1
votes

I am trying to run pig jobs on managed DataProc cluster. I have several independent pig jobs that run in parallel. I have set continueOnFailure for each jobs to be true. Now, if one of the job fails all the others are stopped and the cluster is terminated. I dont want that, I want the failing job to be terminated and the other jobs to run as expected.

The yaml file through which I am instantiating is as below:

jobs:
- pigJob:
    continueOnFailure: true
    queryList:
      queries:
      - sh pqr.sh
  stepId: run-pig-pqr
- pigJob:
    continueOnFailure: true
    queryList:
      queries:
      - sh abc.sh
  stepId: run-pig-abc

placement:
  managedCluster:
    clusterName: batch-job
    config:
      gceClusterConfig:
        zoneUri: asia-south1-a
      masterConfig:
        machineTypeUri: n1-standard-8
        diskConfig:
          bootDiskSizeGb: 50
      workerConfig:
        machineTypeUri: n2-highcpu-64
        numInstances: 2
        diskConfig:
          bootDiskSizeGb: 50
      softwareConfig:
        imageVersion: 1.4-ubuntu18

I am creating the cluster with command

gcloud dataproc workflow-templates instantiate-from-file --file $file-name.yaml

I am giving any wrong config in my yaml ?

2

2 Answers

1
votes

The point of clarification that may not be obvious in this situation is that the continueOnFailure parameter is specifically a PigJob parameter, not a Dataproc Workflow parameter; you'll see it as well on HiveJob, for example, but not other Dataproc job types in the workflow. Thus, in this case continueOnFailure1 only applies to the behavior of separate commands being run inside a single PigJob, rather than being a setting for how multiple PigJobs will behave when placed in a shared Dataproc Workflow.

At the moment, Dataproc Workflows unfortunately doesn't support a control for specifying whether to continue the rest of the workflow when a single job in the workflow fails; instead, the current behavior assumes all the jobs are expected to succeed or else the workflow is aborted.
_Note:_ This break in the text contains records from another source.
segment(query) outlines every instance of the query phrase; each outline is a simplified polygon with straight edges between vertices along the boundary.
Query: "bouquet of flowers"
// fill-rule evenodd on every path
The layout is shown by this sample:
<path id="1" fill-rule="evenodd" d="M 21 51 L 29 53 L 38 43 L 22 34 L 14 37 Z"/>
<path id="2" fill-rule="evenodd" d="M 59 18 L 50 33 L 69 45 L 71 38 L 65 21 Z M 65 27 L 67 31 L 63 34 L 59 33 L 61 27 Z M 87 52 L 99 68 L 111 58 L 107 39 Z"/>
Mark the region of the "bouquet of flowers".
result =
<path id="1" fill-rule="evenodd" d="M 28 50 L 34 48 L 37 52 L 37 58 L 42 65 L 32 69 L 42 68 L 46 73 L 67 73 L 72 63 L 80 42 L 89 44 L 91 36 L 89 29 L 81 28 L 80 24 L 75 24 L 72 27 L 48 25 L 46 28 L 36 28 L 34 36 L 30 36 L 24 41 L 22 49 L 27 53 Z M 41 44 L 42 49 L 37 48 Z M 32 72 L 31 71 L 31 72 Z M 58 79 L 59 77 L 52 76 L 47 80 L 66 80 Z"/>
As you point out, this clearly isn't a complete story to support all the use cases of Workflows. As mentioned in the comments, this would be a good feature request to file under https://cloud.google.com/support/docs/issue-trackers

In the meantime, using Dataproc Cluster Scheduled Deletion is probably the closest to what you want if you don't want to manually manage the multiple jobs to know when to tear down the cluster when the last one finishes. Though you'd have to wait synchronously for cluster creation to complete before submitting jobs, you would then use --async on the jobs to not have to poll on each job before submitting them all:

gcloud dataproc clusters create --max-idle=10m ${CLUSTER_NAME}
gcloud dataproc jobs submit pig --async --cluster ${CLUSTER_NAME} -e 'sh pqr.sh' 
gcloud dataproc jobs submit pig --async --cluster ${CLUSTER_NAME} -e 'sh abc.sh'

This would only really be efficient if your jobs run much longer than the minimum idle TTL of 10 minutes though.

0
votes

The continueOnFailure flag appears to work as expected in Pig: for some types of failures, the interpreter will ignore failures and keep going. However, the pig driver still exits with non-zero error code which causes Dataproc job to fail, and then Workflow will cancel all jobs and delete the cluster.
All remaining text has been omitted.